Transgressions and regressions: a model for the influence of tectonic subsidence, deposition and eustasy, with application to Quaternary and Carboniferous examples

Abstract
The position of a coastline in time and space is determined by (1) the vertical displacement and/or tilting of the depositional surface, (2) the rate of sediment accumulation or erosion across that surface, and (3) variation of sea-level. All three rates of change may vary through time. We present computer simulations of coastline movements that illustrate the interaction of the above variables, with (1) and (2) held at various defined levels whilst (3) is varied according to the late Quaternary glacio-eustatic sea-level curve.
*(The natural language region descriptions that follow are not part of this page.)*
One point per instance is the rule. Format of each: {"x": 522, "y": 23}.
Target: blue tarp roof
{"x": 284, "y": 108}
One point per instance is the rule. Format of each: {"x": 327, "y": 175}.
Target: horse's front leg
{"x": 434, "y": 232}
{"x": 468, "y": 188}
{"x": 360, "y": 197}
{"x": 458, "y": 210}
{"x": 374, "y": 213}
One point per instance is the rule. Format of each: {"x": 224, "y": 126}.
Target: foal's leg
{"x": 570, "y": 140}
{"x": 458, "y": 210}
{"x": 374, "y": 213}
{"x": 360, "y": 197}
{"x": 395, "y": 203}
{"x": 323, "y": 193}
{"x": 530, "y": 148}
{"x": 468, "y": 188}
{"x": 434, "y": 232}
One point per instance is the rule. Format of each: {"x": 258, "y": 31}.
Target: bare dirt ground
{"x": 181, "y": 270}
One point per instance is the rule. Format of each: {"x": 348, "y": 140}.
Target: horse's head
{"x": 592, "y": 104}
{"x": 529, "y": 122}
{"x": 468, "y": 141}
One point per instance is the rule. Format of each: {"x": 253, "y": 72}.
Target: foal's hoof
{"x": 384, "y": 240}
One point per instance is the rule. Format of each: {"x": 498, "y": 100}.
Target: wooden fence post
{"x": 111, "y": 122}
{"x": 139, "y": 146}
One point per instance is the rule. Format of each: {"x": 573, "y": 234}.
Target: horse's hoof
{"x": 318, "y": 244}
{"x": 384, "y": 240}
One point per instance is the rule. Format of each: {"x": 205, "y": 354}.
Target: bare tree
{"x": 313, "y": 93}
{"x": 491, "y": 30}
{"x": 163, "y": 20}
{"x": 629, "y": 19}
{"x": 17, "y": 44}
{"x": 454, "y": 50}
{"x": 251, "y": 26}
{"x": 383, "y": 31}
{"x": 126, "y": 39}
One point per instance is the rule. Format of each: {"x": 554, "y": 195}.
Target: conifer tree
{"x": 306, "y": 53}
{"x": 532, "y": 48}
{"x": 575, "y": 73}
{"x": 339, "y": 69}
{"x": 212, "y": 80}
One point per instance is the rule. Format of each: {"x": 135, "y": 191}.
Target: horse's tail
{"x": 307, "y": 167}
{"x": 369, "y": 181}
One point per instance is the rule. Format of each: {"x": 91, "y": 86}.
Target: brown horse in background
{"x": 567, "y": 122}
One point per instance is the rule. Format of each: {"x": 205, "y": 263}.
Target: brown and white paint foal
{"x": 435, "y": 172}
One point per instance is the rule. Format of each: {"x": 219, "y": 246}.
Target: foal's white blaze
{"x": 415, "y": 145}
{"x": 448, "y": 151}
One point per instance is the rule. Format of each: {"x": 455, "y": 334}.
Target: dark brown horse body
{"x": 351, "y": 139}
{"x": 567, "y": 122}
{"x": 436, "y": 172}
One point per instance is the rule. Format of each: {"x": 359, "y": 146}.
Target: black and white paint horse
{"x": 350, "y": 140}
The Corinth Canal section in central Greece exposes uplifted late Quaternary coastal transgressive cycles, each of which may be related to a radiometrically dated, c. 100 ka duration, cycle of sea-level change. Observed stratigraphic sequence geometries are predicted by forward modelling based on the known glacio-eustatic history over the last 430 ka. Milankovitch orbital parameters are calculated for the Carboniferous period. The obliquity and precession parameters are found to have been significantly shorter than at present. A simulation is presented of the effects of sea-level changes across low gradient, fluvio-deltaic environments such as existed in northern England and other parts of the Laurentian continental margin during Upper Carboniferous time.